Department of Radiation Oncology, Duke University Medical Center, Durham, NC 27710, USA.
Int J Radiat Oncol Biol Phys. 2012 Jan 1;82(1):37-42. doi: 10.1016/j.ijrobp.2010.09.041. Epub 2010 Nov 17.
Several recent series evaluating external beam accelerated partial breast irradiation (PBI) have reported adverse cosmetic outcomes, possibly related to large volumes of normal tissue receiving near-prescription doses. We hypothesized that delivery of external beam PBI in a single fraction to the preoperative tumor volume would be feasible and result in a decreased dose to the uninvolved breast compared with institutional postoperative PBI historical controls.
A total of 17 patients with unifocal Stage T1 breast cancer were identified. Contrast-enhanced subtraction magnetic resonance images were loaded into an Eclipse treatment planning system and used to define the target volumes. A "virtual plan" was created using four photon beams in a noncoplanar beam arrangement and optimized to deliver 15 Gy to the planning target volume.
The median breast volume was 1,713 cm(3) (range: 1,014-2,140), and the median clinical target volume was 44 cm(3) (range: 26-73). In all cases, 100% of the prescription dose covered 95% of the clinical target volume. The median conformity index was 0.86 (range: 0.70-1.12). The median percentage of the ipsilateral breast volume receiving 100% and 50% of the prescribed dose was 3.8% (range: 2.2-6.9) and 13.3% (range: 7.5-20.8) compared with 18% (range: 3-42) and 53% (range: 24-65) in the institutional historical controls treated with postoperative external beam PBI (p = .002). The median maximum skin dose was 9 Gy. The median dose to 1 and 10 cm(3) of skin was 6.7 and 4.9 Gy. The doses to the heart and ipsilateral lung were negligible.
Preoperative PBI resulted in a substantial reduction in ipsilateral breast tissue dose compared with postoperative PBI. The skin dose appeared reasonable, given the small volumes. A prospective Phase I trial evaluating this technique is ongoing.

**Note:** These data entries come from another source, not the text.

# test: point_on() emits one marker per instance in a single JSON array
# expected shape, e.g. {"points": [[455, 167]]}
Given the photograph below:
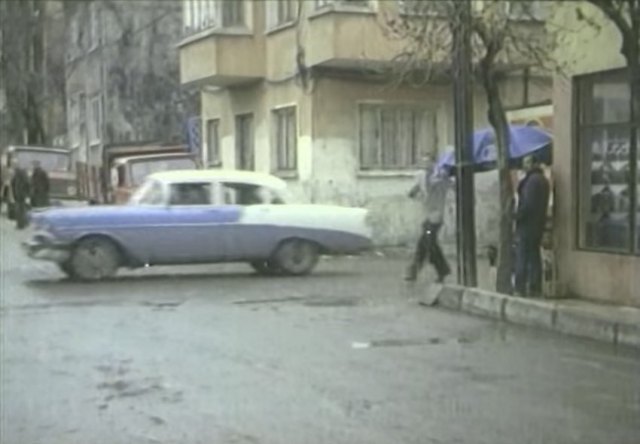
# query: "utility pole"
{"points": [[463, 119]]}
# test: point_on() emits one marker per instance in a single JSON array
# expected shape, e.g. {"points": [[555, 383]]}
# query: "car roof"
{"points": [[159, 156], [249, 177], [40, 149]]}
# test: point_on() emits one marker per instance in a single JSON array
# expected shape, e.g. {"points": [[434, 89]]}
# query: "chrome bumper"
{"points": [[44, 247]]}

最近有几项评估体外加速部分乳腺照射(PBI)的系列研究报告了不良的美容结果,这可能与接受接近处方剂量的大量正常组织有关。我们假设,单次分割将体外 PBI 施用于术前肿瘤体积是可行的,与机构术后 PBI 历史对照相比,会使未受累乳房的剂量降低。

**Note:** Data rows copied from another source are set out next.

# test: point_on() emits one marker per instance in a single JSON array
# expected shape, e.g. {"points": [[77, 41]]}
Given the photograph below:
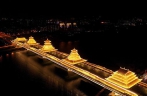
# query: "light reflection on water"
{"points": [[46, 72]]}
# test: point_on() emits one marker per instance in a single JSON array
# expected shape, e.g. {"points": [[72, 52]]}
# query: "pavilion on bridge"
{"points": [[124, 78], [48, 47], [32, 41], [74, 57], [21, 39]]}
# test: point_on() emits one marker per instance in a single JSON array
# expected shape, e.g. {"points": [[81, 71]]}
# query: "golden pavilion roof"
{"points": [[31, 41], [21, 39], [47, 47], [124, 78], [74, 57]]}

共确定了 17 例单发 T1 期乳腺癌患者。对增强减影磁共振成像进行加载,并将其用于定义靶区。使用非共面射束排列的四个光子束创建“虚拟计划”,并对其进行优化,以将 15 Gy 输送至计划靶区。
中位乳房体积为 1713cm³(范围:1014-2140),中位临床靶区体积为 44cm³(范围:26-73)。在所有情况下,100%的处方剂量覆盖了 95%的临床靶区。中位适形指数为 0.86(范围:0.70-1.12)。同侧乳房体积接受 100%和 50%处方剂量的中位数百分比分别为 3.8%(范围:2.2-6.9)和 13.3%(范围:7.5-20.8),而机构历史对照中接受术后外照射 PBI 治疗的患者分别为 18%(范围:3-42)和 53%(范围:24-65)(p =.002)。中位最大皮肤剂量为 9 Gy。中位 1 和 10cm³皮肤剂量分别为 6.7 和 4.9 Gy。心脏和同侧肺的剂量可忽略不计。
与术后 PBI 相比,术前 PBI 可显著降低同侧乳房组织的剂量。考虑到体积较小,皮肤剂量似乎是合理的。一项评估该技术的前瞻性 I 期试验正在进行中。